Okay. Understood. And for non-small cell lung cancer for the 2 responses that you have, did you measure the S15 expression at any point, especially lately or at any point of the treatment?

Michael Richman

executive
#66

Unfortunately, we did not have biopsies in those patients, both of those individuals, the original CR/PR, were in our Phase I dose escalation study, where biopsies weren't collected at that time. So that's most unfortunate. But fortunately, both patients are still around today.

Aydin Huseynov

analyst
#67

Right, yes. And for B7-H4, do you see -- for NC763 assets, do you see any potential synergies with PD-L1 or any targeted therapies in the future?

Michael Richman

executive
#68

So our research folks are doing in vivo comparative studies. I mean, that's something that comes to mind, maybe PD-1 or PD-L1, but there may be some other molecules like CARB inhibitors that are already approved and being used in gynecological cancer applications. So network is still in research, but like all of our programs, we're going to be open to investigating combos with a clear focus on patient selection and looking at biomarkers. Anything else, Han?

Han Myint

executive
#69

No.

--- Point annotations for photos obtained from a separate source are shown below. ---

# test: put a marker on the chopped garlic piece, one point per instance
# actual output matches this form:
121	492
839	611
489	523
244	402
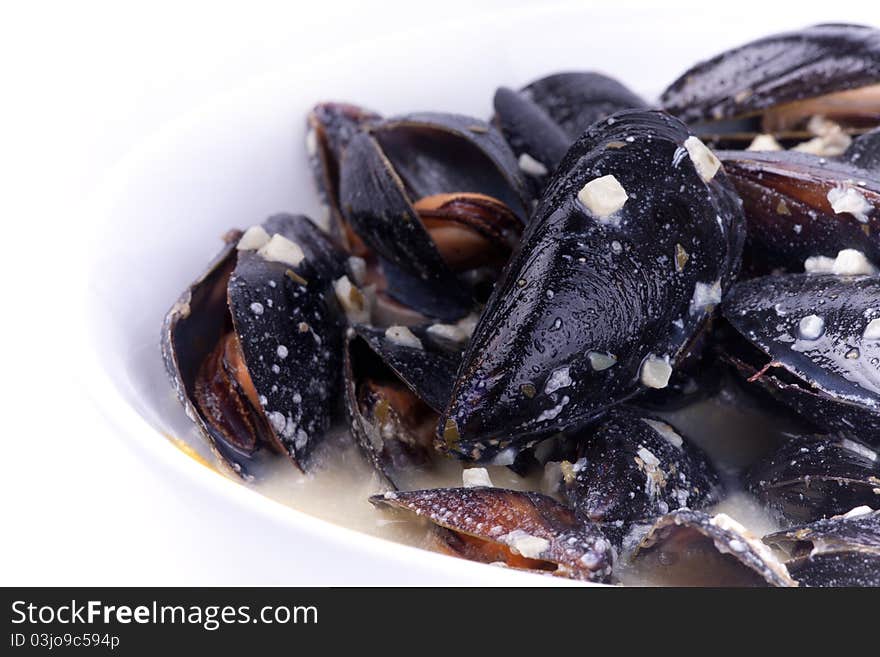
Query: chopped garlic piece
281	249
600	361
655	372
603	196
811	327
402	336
472	477
849	200
525	544
764	143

I think you covered it.

Michael Richman

executive
#70

Thanks.

Aydin Huseynov

analyst
#71

Okay. And the last question I have is a general question. It's about your business development plans if you have any in 2021. I think in the past, you mentioned that you have active business development team. I'm just curious about any plans that you may have in 2021.

Michael Richman

executive
#72

Yes. So we haven't provided any guidance with respect to any specific partnerships that might be consummated. But you are correct that we have a very proactive business development team that Tim leads, and we're constantly and consistently engaged in multiple discussions on multiple fronts. So we remain opportunistic, but no defined guidance at this time.

Operator

operator
#73

Here, we have a follow-up question comes from Tony Butler from ROTH Capital.

Charles Butler

analyst
#74

Sorry for the follow-up, but this is brief. The dosing of the Siglec-15 is every other week, if I recall correctly from, I guess, the deck. But importantly, how do you do the trial, or how do you think about doing the trial in conjunction with PD-1 given -- or at least pembro, given its dosing, which is clearly different?

Han Myint

executive
#75

Tony, I think the pembros have been dosed at every 3 weeks and the -- our drug has been given every 2 weeks. That's the current design. But as we talked about earlier, this is a moving target, right? We can think about how they could modify the study as we go along, but right now, that's how they designed it.

Operator

operator
#76

And there are no questions on queue. Speakers, you may now continue.

Michael Richman

executive
#77

Great. Well, thank you very much, everybody. We appreciate you taking the time for the update, and look forward to continuing our discussion. Have a nice evening.

Han Myint

executive
#78

Thank you very much.

Operator

operator
#79

This concludes today's conference call. You may now disconnect.